Microsoft Windows is prone to a local privilege-escalation vulnerability that occurs in the kernel. An attacker can exploit this issue to execute arbitrary code with kernel-level privileges. Successful exploits will result in the complete compromise of affected computers. Failed exploit attempts will cause a denial of service.
Permit local access for trusted individuals only. Where possible, use restricted environments and restricted shells.
To exploit this vulnerability, an attacker requires local access to an affected computer. Grant local access for trusted and accountable users only.

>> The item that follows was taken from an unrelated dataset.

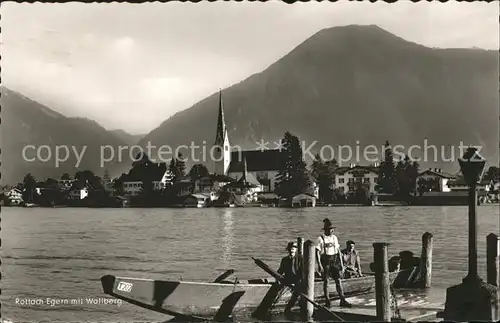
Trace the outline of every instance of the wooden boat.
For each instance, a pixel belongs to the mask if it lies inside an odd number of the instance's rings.
[[[399,273],[390,273],[393,281]],[[246,281],[221,281],[218,283],[174,280],[152,280],[106,275],[101,278],[104,293],[128,303],[156,312],[190,318],[213,319],[221,312],[236,313],[240,310],[256,309],[264,296],[274,286],[274,278],[260,278]],[[373,273],[364,277],[342,280],[346,296],[369,293],[375,288]],[[334,281],[330,287],[331,299],[338,298]],[[323,295],[323,282],[318,277],[315,295]],[[291,297],[289,290],[281,295],[276,305],[285,305]]]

Microsoft has released an advisory and updates. Please see the references for details. UPDATE: Microsoft has released a notice stating that some customers have to restart their computers after installing the security updates for this vulnerability. Subsequently, Microsoft has removed the updates from Windows Update for the time being until the issue can be resolved. Microsoft recommends applying the workarounds described in MS10-015 to mitigate the vulnerability. We will update this BID as more information emerges. UPDATE (February 18, 2010): Further investigation by the vendor indicates that the presence of the Alureon rootkit is the cause of the issues with the installation of the MS10-015 patch. A Windows 32-bit system infected with the Alureon rootkit will undergo a 'blue screen' crash after the security updates are installed. Since Alureon can infect only 32-bit systems, Microsoft has now opened up automatic updates of this patch for 64-bit platforms. UPDATE (March 2, 2010): Updates available via Windows Update contain revised installation code to compensate for update problems on infected computers.